Artist, photographer, dreamer
Past OR future Camino
Camino Inglés (2018), Camino Ingles (from La Coruña, 2019), Camino Portugues (2020)
Another option would be to buy either an inexpensive phone or an international SIM card from https://www.mobal.com/international-cell-phones/ You could practice inserting the SIM card in your phone before you leave. Make sure you have a safe place to store your original SIM card when you are traveling!
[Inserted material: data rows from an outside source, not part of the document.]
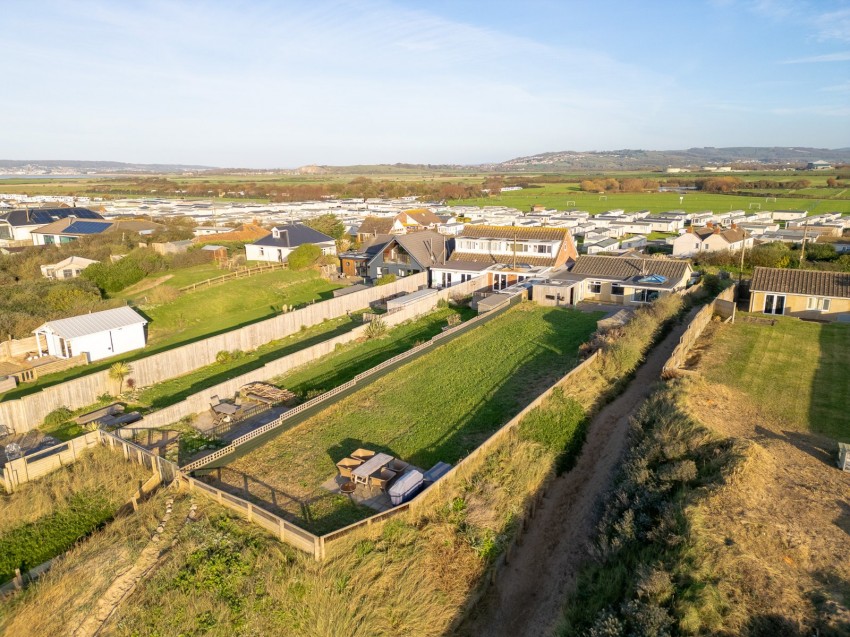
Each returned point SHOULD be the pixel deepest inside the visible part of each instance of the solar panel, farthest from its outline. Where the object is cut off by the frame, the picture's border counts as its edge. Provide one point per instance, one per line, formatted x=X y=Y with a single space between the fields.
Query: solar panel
x=87 y=227
x=48 y=215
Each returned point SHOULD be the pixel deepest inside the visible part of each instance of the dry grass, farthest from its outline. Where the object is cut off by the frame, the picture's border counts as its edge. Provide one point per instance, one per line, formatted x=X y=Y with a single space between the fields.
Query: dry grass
x=778 y=532
x=100 y=471
x=223 y=576
x=59 y=602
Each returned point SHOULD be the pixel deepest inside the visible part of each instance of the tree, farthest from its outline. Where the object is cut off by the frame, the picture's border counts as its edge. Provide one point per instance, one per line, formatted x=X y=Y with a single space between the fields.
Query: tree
x=328 y=224
x=304 y=256
x=119 y=371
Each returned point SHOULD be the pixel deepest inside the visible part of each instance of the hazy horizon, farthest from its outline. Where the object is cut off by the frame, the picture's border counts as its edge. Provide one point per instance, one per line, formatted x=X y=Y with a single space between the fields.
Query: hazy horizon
x=270 y=85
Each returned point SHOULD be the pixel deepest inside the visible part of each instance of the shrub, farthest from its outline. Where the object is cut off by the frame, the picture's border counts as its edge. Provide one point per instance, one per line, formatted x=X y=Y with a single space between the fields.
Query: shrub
x=711 y=284
x=58 y=417
x=377 y=328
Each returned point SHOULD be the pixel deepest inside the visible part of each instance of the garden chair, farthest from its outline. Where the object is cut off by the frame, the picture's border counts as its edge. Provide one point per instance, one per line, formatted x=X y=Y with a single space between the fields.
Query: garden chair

I used their International SIM card for travel for years before I finally switched to Google FI.
 

Molly Cassidy

Travelling light
Past OR future Camino
Starting May 2023 from St Jean Pied de Port
I use my cell phone all the time, but don’t know how to get the case off let alone change a SIM card.
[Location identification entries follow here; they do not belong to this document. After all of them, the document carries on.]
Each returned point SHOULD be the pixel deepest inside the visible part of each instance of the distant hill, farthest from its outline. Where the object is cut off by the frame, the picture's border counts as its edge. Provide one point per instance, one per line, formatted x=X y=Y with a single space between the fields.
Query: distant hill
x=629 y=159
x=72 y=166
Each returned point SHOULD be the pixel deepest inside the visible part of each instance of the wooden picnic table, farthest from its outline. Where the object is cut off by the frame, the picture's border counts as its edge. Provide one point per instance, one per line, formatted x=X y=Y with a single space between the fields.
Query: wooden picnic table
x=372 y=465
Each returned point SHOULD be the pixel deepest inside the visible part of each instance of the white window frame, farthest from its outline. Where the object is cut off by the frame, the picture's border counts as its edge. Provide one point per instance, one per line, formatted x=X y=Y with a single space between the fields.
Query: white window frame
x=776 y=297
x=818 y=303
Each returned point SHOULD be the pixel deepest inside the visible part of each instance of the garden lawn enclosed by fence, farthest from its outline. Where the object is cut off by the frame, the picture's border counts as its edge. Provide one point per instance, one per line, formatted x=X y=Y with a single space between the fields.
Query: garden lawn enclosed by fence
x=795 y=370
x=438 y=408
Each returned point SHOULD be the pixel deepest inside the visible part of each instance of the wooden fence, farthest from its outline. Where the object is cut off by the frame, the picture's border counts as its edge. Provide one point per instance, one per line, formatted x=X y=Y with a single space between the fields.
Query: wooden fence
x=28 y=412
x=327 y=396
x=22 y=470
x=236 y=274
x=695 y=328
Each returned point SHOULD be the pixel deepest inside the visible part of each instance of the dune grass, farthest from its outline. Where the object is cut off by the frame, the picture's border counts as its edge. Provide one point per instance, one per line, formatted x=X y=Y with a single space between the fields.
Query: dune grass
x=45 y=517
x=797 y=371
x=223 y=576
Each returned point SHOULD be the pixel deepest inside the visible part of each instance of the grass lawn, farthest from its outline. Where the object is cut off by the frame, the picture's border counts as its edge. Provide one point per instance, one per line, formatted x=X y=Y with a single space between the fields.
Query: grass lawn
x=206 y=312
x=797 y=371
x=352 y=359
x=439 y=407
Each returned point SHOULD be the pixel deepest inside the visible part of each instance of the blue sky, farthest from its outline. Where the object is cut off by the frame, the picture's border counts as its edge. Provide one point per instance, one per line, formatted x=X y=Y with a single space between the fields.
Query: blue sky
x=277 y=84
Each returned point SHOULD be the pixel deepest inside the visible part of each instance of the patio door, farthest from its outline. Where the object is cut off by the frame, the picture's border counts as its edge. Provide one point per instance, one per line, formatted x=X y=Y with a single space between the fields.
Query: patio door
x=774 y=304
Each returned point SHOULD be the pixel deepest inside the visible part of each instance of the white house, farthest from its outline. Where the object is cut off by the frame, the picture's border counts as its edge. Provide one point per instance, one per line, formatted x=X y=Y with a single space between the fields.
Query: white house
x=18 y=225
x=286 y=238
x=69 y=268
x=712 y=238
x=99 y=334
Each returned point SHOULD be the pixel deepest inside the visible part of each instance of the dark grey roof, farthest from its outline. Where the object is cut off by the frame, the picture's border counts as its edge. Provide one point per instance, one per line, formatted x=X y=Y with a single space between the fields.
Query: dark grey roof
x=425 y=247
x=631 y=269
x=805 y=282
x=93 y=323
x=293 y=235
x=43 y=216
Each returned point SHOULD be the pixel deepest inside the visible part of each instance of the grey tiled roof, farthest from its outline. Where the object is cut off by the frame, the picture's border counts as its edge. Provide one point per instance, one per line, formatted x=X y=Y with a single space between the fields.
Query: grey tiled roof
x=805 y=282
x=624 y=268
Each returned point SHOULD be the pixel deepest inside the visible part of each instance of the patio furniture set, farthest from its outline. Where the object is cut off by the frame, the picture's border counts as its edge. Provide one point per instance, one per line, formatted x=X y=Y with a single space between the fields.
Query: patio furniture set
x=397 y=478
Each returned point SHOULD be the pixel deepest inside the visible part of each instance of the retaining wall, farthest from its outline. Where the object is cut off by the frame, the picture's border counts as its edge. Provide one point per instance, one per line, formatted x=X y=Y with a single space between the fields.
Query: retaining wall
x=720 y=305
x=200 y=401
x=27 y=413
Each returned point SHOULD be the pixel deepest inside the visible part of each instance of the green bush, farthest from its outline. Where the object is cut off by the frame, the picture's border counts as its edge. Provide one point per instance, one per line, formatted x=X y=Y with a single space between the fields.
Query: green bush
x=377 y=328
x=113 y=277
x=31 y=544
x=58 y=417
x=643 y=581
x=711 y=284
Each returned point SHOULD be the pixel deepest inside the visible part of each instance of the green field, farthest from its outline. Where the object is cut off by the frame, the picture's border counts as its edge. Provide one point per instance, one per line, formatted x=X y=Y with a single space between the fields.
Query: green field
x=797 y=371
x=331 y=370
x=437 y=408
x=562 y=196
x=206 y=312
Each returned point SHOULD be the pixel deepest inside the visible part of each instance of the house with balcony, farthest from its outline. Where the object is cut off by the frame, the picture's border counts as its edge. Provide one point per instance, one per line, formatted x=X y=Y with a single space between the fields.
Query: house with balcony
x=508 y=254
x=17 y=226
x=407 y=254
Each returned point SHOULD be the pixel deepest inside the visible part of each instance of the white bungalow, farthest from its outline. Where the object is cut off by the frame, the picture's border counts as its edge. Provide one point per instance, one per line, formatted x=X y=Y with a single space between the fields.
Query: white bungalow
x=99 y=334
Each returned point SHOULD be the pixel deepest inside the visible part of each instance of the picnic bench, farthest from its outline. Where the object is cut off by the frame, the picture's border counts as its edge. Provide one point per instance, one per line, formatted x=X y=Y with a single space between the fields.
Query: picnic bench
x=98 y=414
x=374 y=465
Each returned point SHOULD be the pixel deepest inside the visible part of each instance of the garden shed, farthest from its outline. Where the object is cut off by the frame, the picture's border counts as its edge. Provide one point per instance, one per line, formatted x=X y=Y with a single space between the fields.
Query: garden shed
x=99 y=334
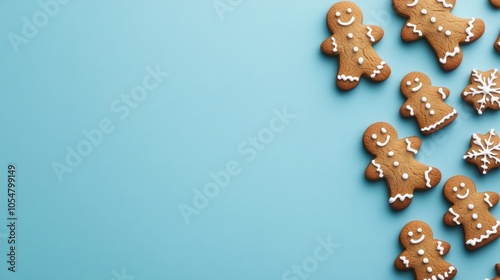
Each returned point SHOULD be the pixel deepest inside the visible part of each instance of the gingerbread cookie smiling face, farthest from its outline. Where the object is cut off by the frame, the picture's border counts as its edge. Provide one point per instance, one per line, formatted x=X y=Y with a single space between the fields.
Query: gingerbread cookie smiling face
x=394 y=161
x=471 y=210
x=352 y=43
x=423 y=254
x=426 y=103
x=432 y=19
I’m going to Portugal for 3 weeks soon, and would like to be able to use the phone to call a cab if needed or for emergencies. I’m from Canada, a travel plan from the carrier is very expensive. Can I take an old iPhone and get a store in Porto to install a SIM card? Will there be additional charges beyond the SIM card cost? Thanks.
I expect if you take your phone to the shop where you get the sim card they will fit it for you. You can take pretty much any phone.

If you buy a pre-pay sim it will come with some credit. If it runs out of credit you may have to top-up at some point. It depends how much you call and how much data you use. I expect calls to Canada would be expensive, but if it's just local calls it should be very cheap.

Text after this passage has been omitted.